3 第二の工程に入る
前回のようなことをしなくても、パターン化されたトリックのストックを活用すれば作れると思うが、それでも、簡単には作れないのがミステリーである。
ここで、ミステリーの工程の全体を考えた時、これはこういう流れになっている。
①トリックの真相を思いつく(錯誤点Aを決める)
②トリックを実現するように、諸要素を配置。(シチュエーションづくり)
③ロジックを設定。(手がかりの配置)
④つじつまの合う出来事を追加。
①は、どうにか終わったところだと思う。
例えば「わたしは殺人現場の窓の閂は、本当はかかっていなかったって真相にしますよ」と、あなたは考えたとしよう。
ところが、かかっていなかった閂を、どうやってかかっているように見せかけたのか(錯覚させたのか)。これが②の段階である。
シチュエーションづくりに使えるものは「人、もの、空間、時間、情報・概念」の全てだ。
もっとも簡単な着想としては「犯人は第一発見者で、死体を発見した時のどさくさにまぎれて窓の閂をかけた」というものである。これは「人」を活用した場合だ。
この②の段階が、思ったよりも苦戦すると思われる。
「人」についてさらに詳しく書けば、犯人だけでなく、被害者、第一発見者などを利用する場合も多い。この時には「狂言、誤解、正当防衛」などが行動の動機となることが多い。これは、ホワイダニット(動機)の問題になってくる。それについてはいずれ記そう。
「もの」については「動くもの、変化するもの、特殊なもの」を活用すると良い。
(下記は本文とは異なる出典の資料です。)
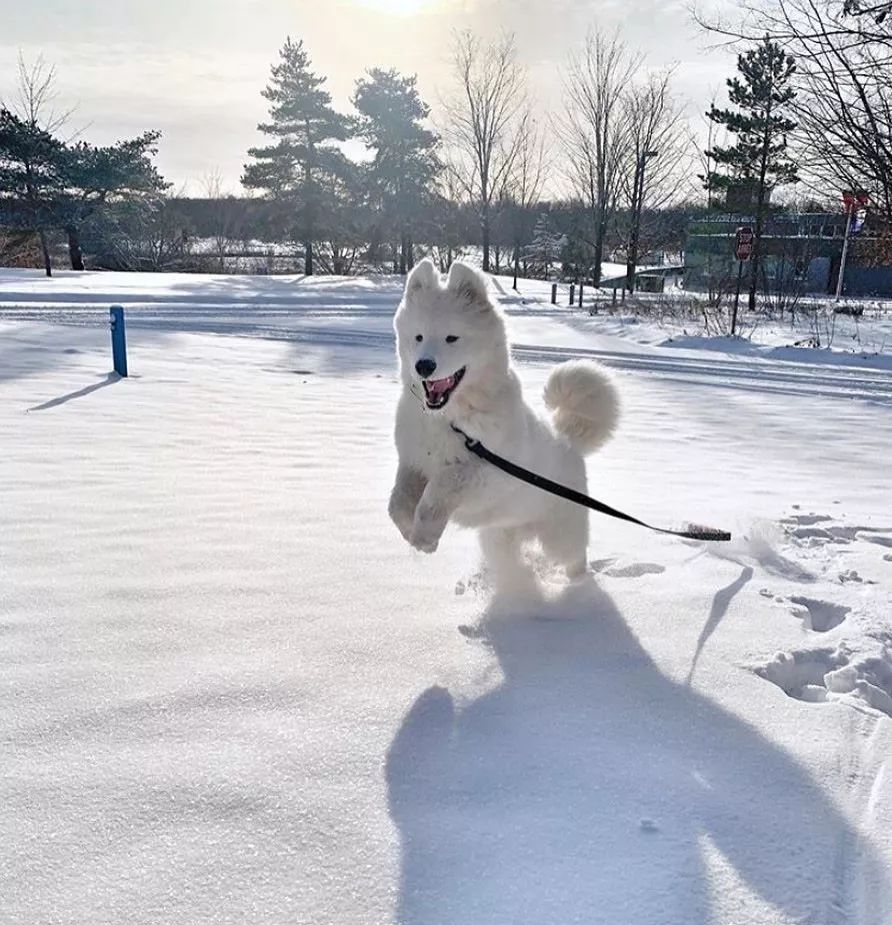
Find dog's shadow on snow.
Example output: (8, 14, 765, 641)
(386, 576, 888, 924)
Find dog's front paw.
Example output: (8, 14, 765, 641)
(409, 507, 445, 554)
(409, 524, 441, 554)
(388, 495, 416, 543)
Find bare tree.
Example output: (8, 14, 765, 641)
(618, 69, 694, 289)
(697, 90, 727, 208)
(783, 1, 892, 220)
(501, 109, 548, 288)
(199, 168, 226, 200)
(441, 31, 527, 272)
(697, 0, 892, 221)
(560, 29, 642, 285)
(197, 168, 243, 272)
(6, 53, 74, 135)
(430, 152, 469, 270)
(0, 54, 74, 275)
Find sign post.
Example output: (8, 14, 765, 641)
(835, 191, 869, 302)
(109, 306, 128, 377)
(732, 226, 754, 336)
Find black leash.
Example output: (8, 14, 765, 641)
(450, 424, 731, 543)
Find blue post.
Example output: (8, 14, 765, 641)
(109, 306, 128, 377)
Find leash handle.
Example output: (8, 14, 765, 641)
(451, 424, 731, 543)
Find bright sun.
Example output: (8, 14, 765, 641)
(354, 0, 439, 14)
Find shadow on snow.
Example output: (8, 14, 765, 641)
(387, 576, 888, 924)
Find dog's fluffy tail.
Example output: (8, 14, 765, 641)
(544, 360, 620, 456)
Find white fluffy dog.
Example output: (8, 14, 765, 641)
(388, 258, 620, 587)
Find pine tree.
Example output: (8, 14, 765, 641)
(0, 108, 64, 276)
(243, 38, 350, 275)
(705, 37, 798, 311)
(58, 133, 168, 270)
(353, 69, 439, 274)
(523, 214, 565, 280)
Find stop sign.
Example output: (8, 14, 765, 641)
(735, 226, 754, 261)
(842, 191, 869, 208)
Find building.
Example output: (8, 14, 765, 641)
(685, 212, 892, 298)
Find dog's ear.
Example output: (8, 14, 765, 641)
(446, 261, 489, 307)
(405, 258, 439, 297)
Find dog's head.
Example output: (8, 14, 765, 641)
(394, 258, 508, 413)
車輪は動くもの、氷などは変化するもの、テープレコーダーは特殊なものである。
「空間」は、距離などである。あるいは重力とかも入るのかもしれない。
「時間」は一番重要なのは犯行推定時刻というものである。科学的に死亡推定時刻を狂わせるトリックもあるだろう。
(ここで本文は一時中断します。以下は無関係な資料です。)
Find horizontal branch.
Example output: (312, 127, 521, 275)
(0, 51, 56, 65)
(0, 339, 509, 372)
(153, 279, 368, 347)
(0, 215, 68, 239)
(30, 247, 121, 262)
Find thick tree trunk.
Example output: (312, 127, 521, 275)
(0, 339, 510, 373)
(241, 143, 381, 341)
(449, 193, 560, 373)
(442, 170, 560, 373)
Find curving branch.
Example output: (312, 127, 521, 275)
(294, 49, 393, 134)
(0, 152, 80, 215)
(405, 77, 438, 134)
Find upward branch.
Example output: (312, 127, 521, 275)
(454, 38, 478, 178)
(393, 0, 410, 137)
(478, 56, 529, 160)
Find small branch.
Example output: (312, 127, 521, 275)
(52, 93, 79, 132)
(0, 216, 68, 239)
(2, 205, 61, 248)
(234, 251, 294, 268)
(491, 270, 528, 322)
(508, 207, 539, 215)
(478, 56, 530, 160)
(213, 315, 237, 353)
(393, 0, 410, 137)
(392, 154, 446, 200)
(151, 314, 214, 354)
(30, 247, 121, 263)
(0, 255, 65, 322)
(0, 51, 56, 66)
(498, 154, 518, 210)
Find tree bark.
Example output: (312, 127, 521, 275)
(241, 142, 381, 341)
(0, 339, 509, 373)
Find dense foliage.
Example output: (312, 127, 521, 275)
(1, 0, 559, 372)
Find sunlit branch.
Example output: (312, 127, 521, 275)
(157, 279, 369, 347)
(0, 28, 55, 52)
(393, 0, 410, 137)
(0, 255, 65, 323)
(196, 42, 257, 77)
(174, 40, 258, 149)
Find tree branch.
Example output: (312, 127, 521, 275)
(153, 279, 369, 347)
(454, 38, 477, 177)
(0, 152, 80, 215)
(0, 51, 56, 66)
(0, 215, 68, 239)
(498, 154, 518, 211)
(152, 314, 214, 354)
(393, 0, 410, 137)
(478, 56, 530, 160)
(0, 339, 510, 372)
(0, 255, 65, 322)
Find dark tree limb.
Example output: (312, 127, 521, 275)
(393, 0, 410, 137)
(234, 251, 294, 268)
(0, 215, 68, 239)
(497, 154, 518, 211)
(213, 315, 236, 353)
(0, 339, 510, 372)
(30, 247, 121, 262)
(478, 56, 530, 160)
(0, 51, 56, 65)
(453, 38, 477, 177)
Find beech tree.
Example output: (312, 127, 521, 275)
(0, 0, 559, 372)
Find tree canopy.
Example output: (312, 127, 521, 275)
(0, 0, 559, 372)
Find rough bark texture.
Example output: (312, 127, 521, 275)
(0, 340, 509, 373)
後は、トリックだけでなく、ハプニングも手数に入れれば、さらにミステリーは作りやすくなる。ミステリーでは、トリックと同じぐらいハプニングの要素も入ってくるものなのだ。犯人が失敗したり、偶然が重なって、結果こうなったというやつである。
ミステリーの要素は、トリック、ロジックだけと思われがちだが、ハプニングも実はかなりからんでくる。むしろ、偶然やハプニングがからんでこない物語。完全犯罪をそのまま描いていて、完全にトリックが成功してしまっているミステリーは平面的という気がする。